Christo Grozev, forced to flee Austria for his journalistic investigation of secret Russian operations, is the central focus of a dynamic and powerful story
Finally getting a release after the verdict in the Bulgarian spy-ring trial, James Jones’s gripping documentary takes open-source journalism website Bellingcat’s former lead investigator Christo Grozev as its main focus. But Grozev is just one of the many in Putin’s crosshairs, so the film opens out to cover several whistleblowers, dissidents and activists. Hopping between location-stamped world cities like a Hollywood thriller, the film has a Michael Mann-like dynamism and pathos in detailing the emotional cost of this defiance.

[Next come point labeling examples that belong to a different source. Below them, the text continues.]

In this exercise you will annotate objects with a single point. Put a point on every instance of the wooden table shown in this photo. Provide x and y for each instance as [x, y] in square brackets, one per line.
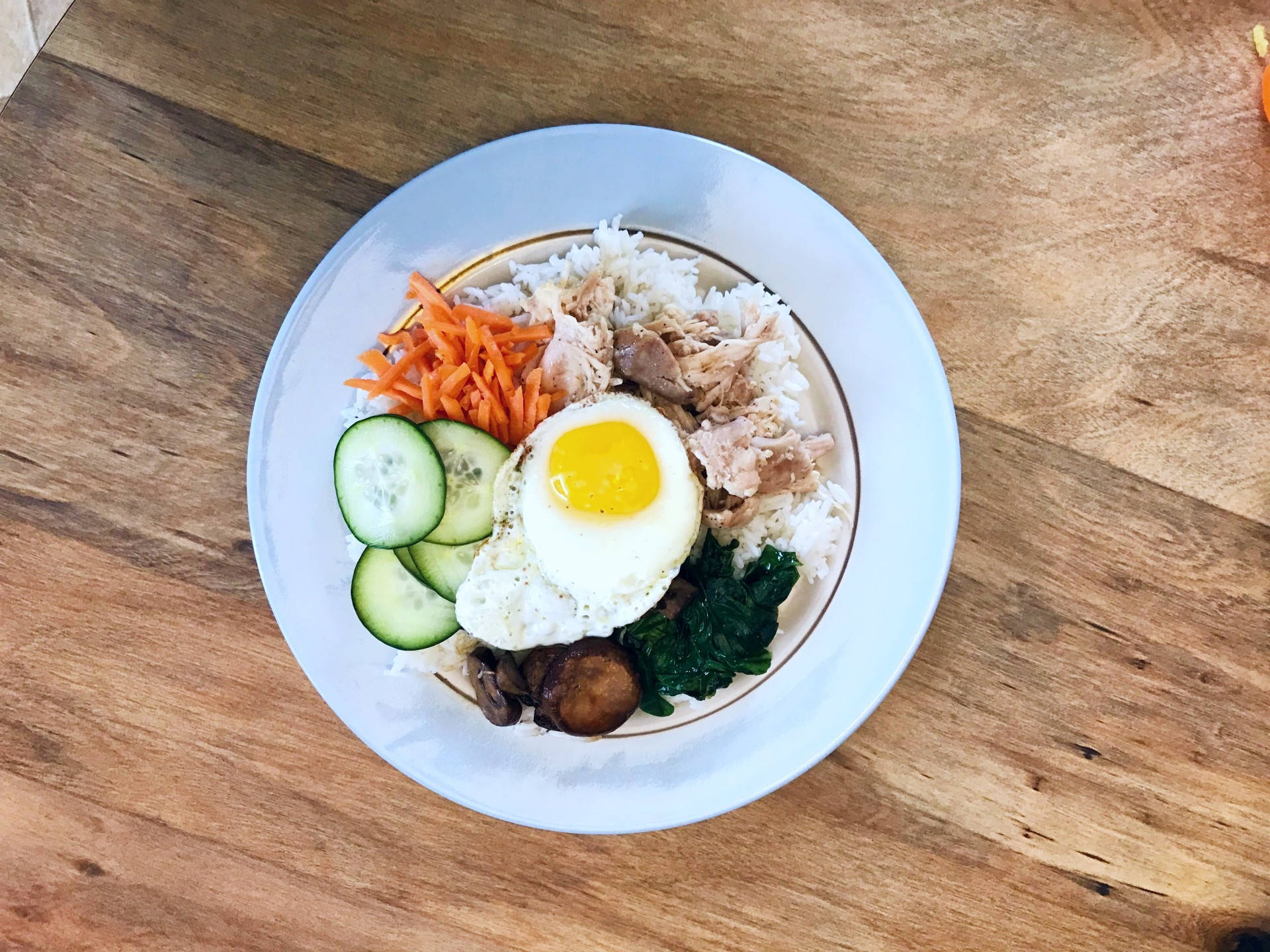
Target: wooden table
[1075, 193]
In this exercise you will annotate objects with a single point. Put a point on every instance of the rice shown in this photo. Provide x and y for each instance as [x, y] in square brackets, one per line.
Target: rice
[810, 524]
[646, 281]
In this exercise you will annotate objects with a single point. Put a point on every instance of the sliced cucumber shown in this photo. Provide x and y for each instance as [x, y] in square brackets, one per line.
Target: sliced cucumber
[408, 563]
[472, 459]
[390, 481]
[398, 608]
[444, 568]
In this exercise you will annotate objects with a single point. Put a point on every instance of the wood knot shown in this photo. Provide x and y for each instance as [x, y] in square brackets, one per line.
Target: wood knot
[89, 869]
[1244, 941]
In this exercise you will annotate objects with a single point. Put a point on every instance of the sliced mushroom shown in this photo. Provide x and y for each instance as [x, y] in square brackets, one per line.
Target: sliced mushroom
[534, 666]
[497, 706]
[589, 688]
[509, 680]
[676, 597]
[643, 357]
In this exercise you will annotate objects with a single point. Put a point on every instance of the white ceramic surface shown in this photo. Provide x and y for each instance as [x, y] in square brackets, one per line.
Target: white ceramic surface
[747, 214]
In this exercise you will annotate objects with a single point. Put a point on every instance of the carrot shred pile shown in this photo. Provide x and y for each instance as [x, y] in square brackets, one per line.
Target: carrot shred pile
[461, 364]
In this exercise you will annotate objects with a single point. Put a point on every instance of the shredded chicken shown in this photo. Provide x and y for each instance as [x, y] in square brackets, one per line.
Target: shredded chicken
[730, 512]
[728, 456]
[718, 374]
[683, 422]
[789, 463]
[591, 300]
[578, 358]
[683, 334]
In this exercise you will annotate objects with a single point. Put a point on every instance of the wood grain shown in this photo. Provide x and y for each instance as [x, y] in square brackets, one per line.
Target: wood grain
[1071, 190]
[1076, 758]
[126, 305]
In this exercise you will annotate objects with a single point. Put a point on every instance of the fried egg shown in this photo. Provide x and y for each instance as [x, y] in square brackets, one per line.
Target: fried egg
[595, 513]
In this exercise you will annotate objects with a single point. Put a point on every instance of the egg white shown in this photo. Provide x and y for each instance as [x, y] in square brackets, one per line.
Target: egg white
[548, 576]
[614, 565]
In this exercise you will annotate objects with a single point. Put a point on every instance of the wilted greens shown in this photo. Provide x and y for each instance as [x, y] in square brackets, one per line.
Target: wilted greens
[723, 631]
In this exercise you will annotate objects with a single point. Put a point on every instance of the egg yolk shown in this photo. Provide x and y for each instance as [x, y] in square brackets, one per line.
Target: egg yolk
[605, 467]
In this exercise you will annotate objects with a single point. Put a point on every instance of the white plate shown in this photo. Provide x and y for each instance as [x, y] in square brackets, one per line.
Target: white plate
[845, 640]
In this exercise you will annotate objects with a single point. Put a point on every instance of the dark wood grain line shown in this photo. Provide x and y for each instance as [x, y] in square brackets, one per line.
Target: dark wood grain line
[165, 282]
[1043, 211]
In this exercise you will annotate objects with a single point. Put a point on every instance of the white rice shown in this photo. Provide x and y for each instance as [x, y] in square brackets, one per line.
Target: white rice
[646, 281]
[812, 524]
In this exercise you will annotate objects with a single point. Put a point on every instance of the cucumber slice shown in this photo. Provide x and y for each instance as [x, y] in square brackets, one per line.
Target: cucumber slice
[444, 568]
[389, 481]
[472, 459]
[398, 608]
[408, 564]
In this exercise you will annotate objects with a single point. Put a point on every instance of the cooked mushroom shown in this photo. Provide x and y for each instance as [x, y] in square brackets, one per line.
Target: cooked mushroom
[498, 707]
[534, 666]
[589, 688]
[509, 680]
[643, 357]
[676, 597]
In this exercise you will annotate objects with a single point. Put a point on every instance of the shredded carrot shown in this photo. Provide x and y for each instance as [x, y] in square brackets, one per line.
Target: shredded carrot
[426, 292]
[375, 361]
[495, 404]
[402, 338]
[1265, 92]
[486, 317]
[450, 331]
[390, 376]
[516, 412]
[501, 370]
[531, 397]
[535, 332]
[444, 347]
[464, 364]
[429, 397]
[455, 380]
[452, 409]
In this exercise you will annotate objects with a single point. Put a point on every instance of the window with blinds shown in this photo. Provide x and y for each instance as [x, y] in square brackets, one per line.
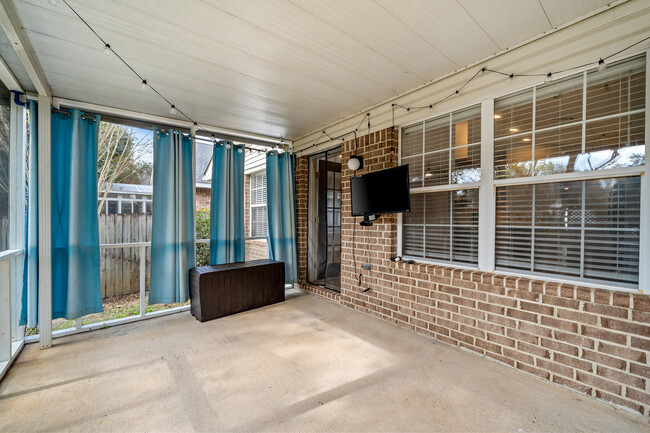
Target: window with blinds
[443, 151]
[258, 220]
[586, 229]
[592, 121]
[442, 226]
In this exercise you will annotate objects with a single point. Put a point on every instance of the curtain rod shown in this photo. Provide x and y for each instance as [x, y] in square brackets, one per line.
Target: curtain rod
[67, 113]
[154, 119]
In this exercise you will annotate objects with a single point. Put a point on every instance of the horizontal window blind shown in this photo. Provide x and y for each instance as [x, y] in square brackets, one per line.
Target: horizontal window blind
[258, 205]
[591, 121]
[442, 226]
[444, 150]
[258, 221]
[587, 229]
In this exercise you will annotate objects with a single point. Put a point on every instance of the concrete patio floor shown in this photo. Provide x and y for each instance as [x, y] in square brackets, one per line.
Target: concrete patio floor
[304, 365]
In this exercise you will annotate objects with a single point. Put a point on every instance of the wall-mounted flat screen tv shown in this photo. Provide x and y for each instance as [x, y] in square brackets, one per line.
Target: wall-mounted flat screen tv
[381, 192]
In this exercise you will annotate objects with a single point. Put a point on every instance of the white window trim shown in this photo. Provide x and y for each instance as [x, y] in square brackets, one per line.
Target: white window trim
[11, 260]
[251, 205]
[487, 194]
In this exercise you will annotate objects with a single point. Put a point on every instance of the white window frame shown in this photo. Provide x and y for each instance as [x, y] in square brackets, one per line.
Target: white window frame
[11, 260]
[442, 188]
[251, 205]
[487, 192]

After identifying hitmen and helping a whistleblower from Russia’s chemical weapons programme to flee to Europe, Grozev finds himself on a kill-list. Warned of an imminent threat, he is unable to return home to Vienna; exiled in New York, he impotently frets about his family’s safety. His doctor points out that, where most people’s stress levels fluctuate, his are unwaveringly high – even when asleep. His situation is better, though, than his friend Alexei Navalny or fellow dissident Vladimir Kara-Murza, both in Russian detention in 2023; Grozev is involved in attempts to negotiate prisoner swaps for both.